Il rugit comme un tigre, et dit : « Si je me rends,
Africain, ce sera lorsque les Pyrénées
Sur l’onde avec leurs corps rouleront entraînées.
 
— Rends-toi donc, répond-il, ou meurs, car les voilà. »
Et du plus haut des monts un grand rocher roula.
Il bondit, il roula jusqu’au fond de l’abîme,
Et de ses pins, dans l’onde, il vint briser la cime.
 
« Merci, cria Roland, tu m’as fait un chemin. »
Et jusqu’au pied des monts le roulant d’une main,
Sur le roc affermi comme un géant s’élance,
Et, prête à fuir, l’armée à ce seul pas balance.
 
 
 

III


 
Tranquilles cependant, Charlemagne et ses preux
Descendaient la montagne et se parlaient entre eux.
À l’horizon déjà, par leurs eaux signalées,
De Luz et d’Argelès se montraient les vallées.
 
L’armée applaudissait.

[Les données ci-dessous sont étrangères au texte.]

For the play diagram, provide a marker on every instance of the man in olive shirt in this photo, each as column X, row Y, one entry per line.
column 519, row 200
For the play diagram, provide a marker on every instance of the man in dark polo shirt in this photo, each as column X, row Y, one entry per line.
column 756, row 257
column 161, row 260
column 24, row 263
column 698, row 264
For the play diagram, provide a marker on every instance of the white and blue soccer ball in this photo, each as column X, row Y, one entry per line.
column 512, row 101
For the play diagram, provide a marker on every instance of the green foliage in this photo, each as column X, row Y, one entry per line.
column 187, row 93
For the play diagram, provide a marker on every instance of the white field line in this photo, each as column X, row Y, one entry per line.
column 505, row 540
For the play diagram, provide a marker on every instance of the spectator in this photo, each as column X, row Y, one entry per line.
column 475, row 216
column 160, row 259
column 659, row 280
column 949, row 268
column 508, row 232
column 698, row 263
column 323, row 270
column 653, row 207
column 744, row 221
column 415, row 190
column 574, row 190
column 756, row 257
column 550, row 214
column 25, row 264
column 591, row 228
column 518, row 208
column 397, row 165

Le luth du troubadour
S’accordait pour chanter les saules de l’Adour ;
Le vin français coulait dans la coupe étrangère ;
Le soldat, en riant, parlait à la bergère.
 
Roland gardait les monts ; tous passaient sans effroi.
Assis nonchalamment sur un noir palefroi
Qui marchait revêtu de housses violettes,
Turpin disait, tenant les saintes amulettes :
 
« Sire, on voit dans le ciel des nuages de feu ;
Suspendez votre marche; il ne faut tenter Dieu.
Par monsieur saint Denis, certes ce sont des âmes
Qui passent dans les airs sur ces vapeurs de flammes.
 
« Deux éclairs ont relui, puis deux autres encor. »
Ici l’on entendit le son lointain du Cor.
L’Empereur étonné, se jetant en arrière,
Suspend du destrier la marche aventurière.
 
« Entendez-vous ! dit-il. — Oui, ce sont des pasteurs
Rappelant les troupeaux épars sur les hauteurs,
Répondit l’archevêque, ou la voix étouffée
Du nain vert Obéron qui parle avec sa Fée. »
 
Et l’Empereur poursuit ; mais son front soucieux
Est plus sombre et plus noir que l’orage des cieux.
Il craint la trahison, et, tandis qu’il y songe,
Le Cor éclate et meurt, renaît et se prolonge.
 
« Malheur ! c’est mon neveu ! malheur! car si Roland
Appelle à son secours, ce doit être en mourant.
Arrière, chevaliers, repassons la montagne !
Tremble encor sous nos pieds, sol trompeur de l’Espagne ! »
 
 
 

IV


 
Sur le plus haut des monts s’arrêtent les chevaux ;
L’écume les blanchit ; sous leurs pieds, Roncevaux
Des feux mourants du jour à peine se colore.
À l’horizon lointain fuit l’étendard du More.
 
« Turpin, n’as-tu rien vu dans le fond du torrent ?
— J’y vois deux chevaliers : l’un mort, l’autre expirant
Tous deux sont écrasés sous une roche noire ;
Le plus fort, dans sa main, élève un Cor d’ivoire,
Son âme en s’exhalant nous appela deux fois. »
 
Dieu ! que le son du Cor est triste au fond des bois !
 

Poèmes antiques et modernes, 1826

Commentaire (s)
Déposé par Cochonfucius le 21 novembre 2012 à 17h00


Ecoutons Clémentine, un soir au fond des bois,
Qui nous chante les pleurs de la carpe aux abois,
Ou l’adieu d’un vannier qu’un sommelier accueille,
Et que Cochonfucius porte de feuille en feuille.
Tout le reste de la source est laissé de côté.